Monday, April 9, 2018
FICTION: A Dry Run For Life!!
My youngest son, Adam, just turned thirty-three; so doing the math, that makes me seventy times seventy. Or is that how many times he has to forgive me? Well, whatever.
Adam is my philosopher king. He’s the kid who is happy to give me less than five stars on my various full-length novels. The Amazon.com gods worry that our children or family will be overly positive when it comes to leaving reviews on their website, so they forbid such. I never have to worry about that.
He’s also the child that likes to engage me in a plethora of idea related debates. Then he films our discussions. And then he posts these interactions on line.
I’m not sure how I feel about this.
He never lets me put on makeup or change my shirt, and I’ve usually just finished cooking Sunday dinner for a mob of beggars so there may or may not be gravy stains on my clothing. The only light he provides is an electric GE camping lantern, if he can find it. So, half the time I look like I’ve smeared gravy in the bags under my eyes. And there’s never any rehearsal. It’s just shoot from my gravy stained hip. That I’m okay with.
The next debate he’s scheduled is titled, The Value of Reading Fiction, and on this topic, we’re probably going to be in sync. Fiction makes everything clearer.
For example: Thomas Tryon, a horror writer in the 1970’s wrote a truly cautionary tale called Harvest Home. In it, he detailed a remote northern town whose corn cult required human sacrifice and a fertility ceremony. I read it and made notes: never move north, never become a corn farmer, and never, ever peak at the secret “corn making” ceremony if you want to keep your tongue and your eyes. Sure, it’s fiction, but you never can tell.
Stephen King wrote a book about vampires before the vampires got sexy. My husband worked nights at the time, slept days, and I never saw him conscious when the sun was out. Never. I read Salem’s Lot and learned how to recognize a vampire when I saw one. It’s not a coincidence that the town where vampires were crawling all over the town dump was somewhere up north, probably next to the corn cult creeps.
And who, after reading Pat Frank’s Alas Babylon, doesn’t understand the importance of storing up salt against a nuclear attack from Russia. I’m ready.

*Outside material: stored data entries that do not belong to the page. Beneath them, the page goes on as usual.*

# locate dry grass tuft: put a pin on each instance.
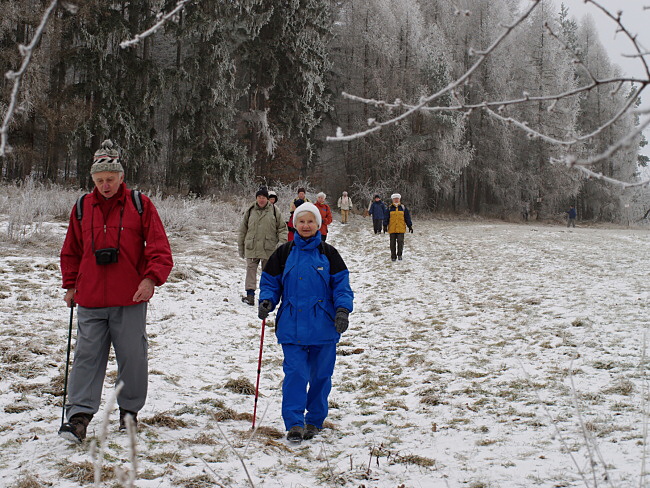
(26, 480)
(203, 439)
(269, 432)
(226, 413)
(163, 420)
(344, 352)
(84, 472)
(201, 481)
(18, 408)
(415, 459)
(240, 385)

Every work of fiction provides dry runs for life. What would you do if? What would you think when? How would you cope after? Where do you go during?
When we read books, we walk into worlds that don’t exist and face monsters that can’t be true, but at the end of every imaginary journey is the possibility that we will discover some small gem of truth that will aid us on our way in the real world above the fiction.